ATATÜRK / M. N. SELÇUK
.
* TSK’nin öncesiz ve sonsuz (ezelî – ebedî) Başkomutanı Atatürk, Klasik Türk Müziği hayranıydı. Ancak, Ziya Gökalp’in etkisiyle 2 Kasım 1934’ten başlayarak radyolarda TSM çalınmasını yasaklattı. Sekiz ay sonra yanlıştan dönüp yasağı kaldırttı. Atamız, müzikle ilgili olarak bir ‘yanlıştan dönme’ öyküsünü de hayranı olduğu büyük bestekâr Münir Nurettin Selçuk’la yaşadı.
* Atatürk’ün kütüphanecisi Nuri Ulusu’nun yazdığına göre (2) Büyük Önder, Fahrettin Altay Paşa ile çıktığı bir yurt gezisinde, trende kahve içiyordu. Ulusu’ya, “Gramofona bir plak koy da dinleyelim.” dedi. Ulusu da Münir Nurettin Selçuk’un bir plağını koydu. O anda Atatürk, gramofonu hemen kapattırdığı gibi hışımla yerinden kalktı ve Selçuk’un plaklarını tren penceresinden dışarıya fırlattı.
* “(Atatürk’e) Keyifli bir anında plakları niye attığını sorduk. Gülmeye başladı. ‘Münir Nurettin hani bir gece Dolmabahçe’ye gelmişti, sofrada şarkı söylerken ben de keyifliydim, söylediği şarkılara iştirak ediyordum. Bir müddet sonra şarkısını kesti ve yanıma gelip kulağıma, ‘Lütfen benimle beraber söylemeyin, şarkıyı bozuyorsunuz, ben rahat söyleyemiyorum’ dedi. Belki kimse sezmedi ama kendime mani oldum, ters bir şey söylemedim. Tabii şarkı bizim işimiz değil ama keyiflenmişiz, söylemeye çalışıyoruz. Beyefendiyi pek rahatsız etmişiz. O gece ona çok kırıldım, gücendim. Ama yine de plaklarını atmamalıydım, yanlış yaptım’ dedi.”

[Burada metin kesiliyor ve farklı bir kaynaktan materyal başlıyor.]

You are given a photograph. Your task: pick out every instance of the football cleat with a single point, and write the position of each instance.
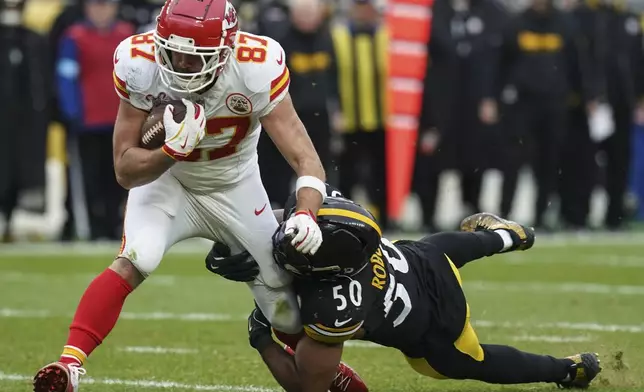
(347, 380)
(522, 236)
(585, 368)
(58, 377)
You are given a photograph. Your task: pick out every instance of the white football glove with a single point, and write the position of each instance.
(182, 138)
(309, 237)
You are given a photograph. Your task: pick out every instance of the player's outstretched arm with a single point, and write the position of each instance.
(312, 369)
(289, 135)
(135, 166)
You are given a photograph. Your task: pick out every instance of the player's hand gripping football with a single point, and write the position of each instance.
(304, 229)
(182, 138)
(241, 267)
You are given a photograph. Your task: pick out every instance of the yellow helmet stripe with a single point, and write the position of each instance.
(352, 215)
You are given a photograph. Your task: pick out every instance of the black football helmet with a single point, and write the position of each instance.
(350, 235)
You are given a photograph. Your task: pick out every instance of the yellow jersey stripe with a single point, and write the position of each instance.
(352, 215)
(281, 82)
(338, 330)
(367, 100)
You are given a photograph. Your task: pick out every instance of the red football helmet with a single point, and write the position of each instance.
(199, 30)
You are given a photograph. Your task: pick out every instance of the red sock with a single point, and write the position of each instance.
(96, 315)
(289, 340)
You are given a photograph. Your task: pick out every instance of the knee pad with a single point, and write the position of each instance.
(284, 318)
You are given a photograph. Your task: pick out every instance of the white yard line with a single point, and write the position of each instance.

* İşte, ‘büyüdükçe küçülebilmek’ diye tanımlanabilecek Atatürk alçakgönüllülüğü. Kin tutmak bir yana, yanlış davrandığını kabullenme olgunluğu göstermek… Ata, Münir Nurettin’i bir başka gece yine Dolmabahçe’ye davet etti ama bu kez ondan, mahcup bir çocuk gibi şarkı isteğinde bile bulun(a)madı.
.
DİL YANLIŞLARIMIZ
.
* Tarkan’ın “Geççek” şarkı sözü, dil yanlışı içeriyor diye belli kesimlerce eleştirildi. “Geçmek” eyleminin gelecek zaman, üçüncü tekil kişi çekimi; “geçecek” olarak yazılır, ‘ünlülerin daralması’ kuralı gereği, “geçicek” diye okunur. Ancak halk ağzında yaygınlıkla kullanılan biçimi, bilindiği gibi “geççek”tir.
Tarkan’a çok yakıştı; dil yanlışı gibi durmuyor; tam tersine “dil (gönül) yarası”na hafiften merhem olmuş görünüyor.
* Bir market zincirinin çalışanları, haklı olarak ücretlerine zam istemiyle haftalardır eylem yapıyorlardı. Birkaç gün önce de işçilerden 100’ünün Beykoz’da polisçe kelepçelenerek gözaltına alınması, tepki çekti. Neyse ki ertesi gün salıverildiler.
İşçilerin son eylem yeri, en köklü düşün (fikir) gazetemiz dâhil medyada, “Beykoz’daki Hidiv Kasrı Caddesi” olarak geçti.
Osmanlı Devleti’nde Kavalalı Mehmet Ali Paşa’dan sonra Mısır valilerine verilen unvan; ilk ünlü harfi ‘ı’, ikincisi ‘i’ ile yazılır:
“Hıdiv”
Sözcük, TDK Güncel Türkçe Sözlük’ünde de “hidiv” diye -yanlış- geçiyor.
Doğrusu yine, Dil Derneği’nin Türkçe Sözlük’ünde.
.
GRAM GRAM ‘EPİGRAM’
Gazeteci Hülya Kılınç’ı
Ahlak Polisi’ni kullanıp da
Aşağıladığını sananlar!..
Amansız medya düşmanlığı,
Ta kendisidir halk düşmanlığının
Kalmadı, bugüne dek kimseye
Size de asla kalmayacak kâr.
.
1) Kalıbını basmak: Bütün varlığı ile onaylamak.
2) Nuri Ulusu; “Atatürk’ün Yanı Başında”, İstek Yayınları
TSM tutkunu Atatürk; Safiye Ayla, Müzeyyen Senar ve Münir Nurettin Selçuk’u severdi. Selçuk (sağda), huzurunda verdiği bir konserde Ata’yı uyaracak denli cesur bir sanatçıydı. Günümüzde, “Nâzım Oratoryosu” yapıtında Genco Erkal’la (sol altta) harikalar yaratan Fazıl Say, kendisine hakaret edenlere karşı uygar tavrıyla dikkat çekti. Bu arada Tarkan, altı yıl önceki “Cuppa” şarkısını şimdi gündeme getirip ‘cunta’ çağrışımı yaptığını öne sürenlere en çarpıcı yanıtı, yeni bestesi “Geççek” ile verdi.